In February 2020, EBSCO Information Services announced their agreement to acquire Zepheira, a company founded in February 2007 and headquartered in Reston, Virginia, with leaders in Semantic Web and who helped develop Dublin Core, BIBFRAME and the Library.Link Network. Following its merger, Zepheira continues to operates as an independent division.

==Products==
- Databases: EBSCO provides a range of library database services. Many of the databases, such as MEDLINE and EconLit, are licensed from content vendors. Others, such as Academic Search, America: History and Life, Art Index, Art Abstracts, Art Full Text, Business Source, Clinical Reference Systems, Criminal Justice Abstracts, Education Abstracts, Environment Complete, Health Source, Historical Abstracts, History Reference Center, MasterFILE, NetLibrary, Primary Search, Professional Development Collection, and USP DI are compiled by EBSCO itself. EBSCO can be configured to route to open access publications through Unpaywall data. The company's Flipster interface also provides access to digital magazines.

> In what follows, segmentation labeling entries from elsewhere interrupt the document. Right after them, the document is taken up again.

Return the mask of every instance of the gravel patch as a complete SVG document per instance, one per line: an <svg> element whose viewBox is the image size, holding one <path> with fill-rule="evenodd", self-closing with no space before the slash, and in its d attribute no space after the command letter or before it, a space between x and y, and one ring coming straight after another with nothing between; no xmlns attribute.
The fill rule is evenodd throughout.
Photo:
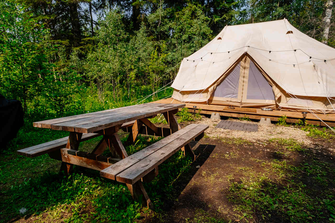
<svg viewBox="0 0 335 223"><path fill-rule="evenodd" d="M257 124L258 126L258 131L257 132L247 132L216 128L215 126L221 120L211 119L203 116L201 120L198 120L195 122L196 123L201 123L208 125L209 127L205 132L206 135L211 138L226 137L242 138L254 142L266 141L273 138L293 139L305 145L311 145L313 144L312 141L306 136L308 133L308 132L295 128L293 126L286 126L274 124L261 124L255 122L235 119L232 120L244 123Z"/></svg>

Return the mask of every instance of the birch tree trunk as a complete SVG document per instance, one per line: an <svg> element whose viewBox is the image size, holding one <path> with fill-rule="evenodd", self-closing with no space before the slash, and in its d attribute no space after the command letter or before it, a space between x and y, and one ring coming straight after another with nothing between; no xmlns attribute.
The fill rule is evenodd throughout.
<svg viewBox="0 0 335 223"><path fill-rule="evenodd" d="M322 32L323 43L327 44L328 42L328 35L330 26L330 18L333 10L333 0L327 0L325 8L325 17L323 18L323 31Z"/></svg>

- Discovery: Used to create a unified, customized index of an institution's information resources, and a means of accessing all the content from a single search box. The system works by harvesting metadata from both internal and external sources, and then creating a pre-indexed service.

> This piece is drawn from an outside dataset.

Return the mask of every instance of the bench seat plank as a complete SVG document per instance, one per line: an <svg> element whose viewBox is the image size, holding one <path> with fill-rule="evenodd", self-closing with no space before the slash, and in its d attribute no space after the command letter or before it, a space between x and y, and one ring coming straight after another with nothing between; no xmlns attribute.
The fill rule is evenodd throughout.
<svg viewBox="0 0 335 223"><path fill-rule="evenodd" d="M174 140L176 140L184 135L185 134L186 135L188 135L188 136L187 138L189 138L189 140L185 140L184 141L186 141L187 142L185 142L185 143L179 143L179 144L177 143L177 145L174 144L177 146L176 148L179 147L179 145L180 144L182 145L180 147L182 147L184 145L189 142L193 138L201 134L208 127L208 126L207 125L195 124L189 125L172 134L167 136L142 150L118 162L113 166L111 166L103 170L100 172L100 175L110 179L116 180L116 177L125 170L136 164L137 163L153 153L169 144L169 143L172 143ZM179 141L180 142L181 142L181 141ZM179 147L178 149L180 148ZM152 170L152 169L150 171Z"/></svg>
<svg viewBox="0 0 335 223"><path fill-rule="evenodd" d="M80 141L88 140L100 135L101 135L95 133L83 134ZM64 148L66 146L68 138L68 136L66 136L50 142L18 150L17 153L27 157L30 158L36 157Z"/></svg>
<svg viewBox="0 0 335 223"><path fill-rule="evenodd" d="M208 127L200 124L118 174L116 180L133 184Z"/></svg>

- FOLIO: A microservices software platform in open-source model. EBSCO provides implementation for the core of software, hosting services, as well as actively contributing to its continued development.
- eBooks: Provides ebooks and audiobooks across a wide range of subject matter. EBSCO reports that their database includes over a million ebooks from over 1500 publishers. Provides DRM-protected e-books through its subsidiary NetLibrary, which was purchased in 2010 from Online Computer Library Center. It competes in this market with OverDrive's Digital Library Reserve.

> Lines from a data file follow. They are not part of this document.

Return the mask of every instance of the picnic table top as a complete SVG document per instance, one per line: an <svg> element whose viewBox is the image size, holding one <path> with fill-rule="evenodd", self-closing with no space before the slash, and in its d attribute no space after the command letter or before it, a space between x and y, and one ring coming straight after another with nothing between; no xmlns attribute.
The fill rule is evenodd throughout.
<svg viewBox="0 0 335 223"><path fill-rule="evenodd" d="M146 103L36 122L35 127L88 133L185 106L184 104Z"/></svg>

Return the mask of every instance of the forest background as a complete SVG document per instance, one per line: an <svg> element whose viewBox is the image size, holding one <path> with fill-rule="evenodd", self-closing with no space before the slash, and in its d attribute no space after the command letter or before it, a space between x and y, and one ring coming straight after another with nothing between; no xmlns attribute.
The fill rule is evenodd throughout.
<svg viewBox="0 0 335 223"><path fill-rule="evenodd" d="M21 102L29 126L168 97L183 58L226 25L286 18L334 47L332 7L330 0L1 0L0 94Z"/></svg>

- DynaMedex: A clinical decision support solution. Under a new name, DynaMedex, formerly DynaMed and Micromedex with Watson, continues to enhance clinical decision support and operations for healthcare providers and health systems is a clinical reference tool for physicians and other health care professionals for use at the point-of-care. In 2024, DynaMed was named 2024 Best in KLAS for clinical decision Support clinical resources by KLAS, a research firm that specializes in monitoring and reporting the performance of healthcare vendors. In 2012, it ranked highest among 10 online clinical resources in a study in the Journal of Clinical Epidemiology and also had the highest overall performance in the disease reference product category in two successive reports on clinical decision support resources by KLAS, a research firm that specializes in monitoring and reporting the performance of healthcare vendors.
- EBSCOed: A division focusing on the creation of interoperable learner records, credential wallets, and other services tailored towards the needs of workforce development agencies. EBSCOed is best known for its contributions to the Alabama Talent Triad, a project that seeks to connect Alabama employers with skilled workers.

==Philanthropy==
Since 2015, EBSCO has awarded libraries around the world more than $2,000,000 in grants for solar installations.